DETAILED ACTION
Notice of Pre-AIA or AIA Status
The present application, filed on or after March 16, 2013, is being examined under the first inventor to file provisions of the AIA .
Priority
Receipt is acknowledged of certified copies of papers required by 37 CFR 1.55.
Information Disclosure Statement
The information disclosure statements (IDS) submitted on 06/01/2023, 07/03/2024, 08/27/2025, and 09/25/225 are in compliance with the provisions of 37 CFR 1.97. Accordingly, the information disclosure statements are being considered by the examiner.

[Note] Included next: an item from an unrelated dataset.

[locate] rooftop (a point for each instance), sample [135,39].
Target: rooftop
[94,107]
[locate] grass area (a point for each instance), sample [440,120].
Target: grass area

Claim Rejections - 35 USC § 102
In the event the determination of the status of the application as subject to AIA 35 U.S.C. 102 and 103 (or as subject to pre-AIA 35 U.S.C. 102 and 103) is incorrect, any correction of the statutory basis (i.e., changing from AIA to pre-AIA ) for the rejection will not be considered a new ground of rejection if the prior art relied upon, and the rationale supporting the rejection, would be the same under either status.
The following is a quotation of the appropriate paragraphs of 35 U.S.C. 102 that form the basis for the rejections under this section made in this Office action:
A person shall be entitled to a patent unless –
(a)(1) the claimed invention was patented, described in a printed publication, or in public use, on sale, or otherwise available to the public before the effective filing date of the claimed invention.
Claim 1-18 and 20 are rejected under 35 U.S.C. 102(a)(1) as being anticipated by US 2021/0130760 A1-Castillo et al (hereinafter “Castillo”, has an earlier effective filing date as of the provisional application).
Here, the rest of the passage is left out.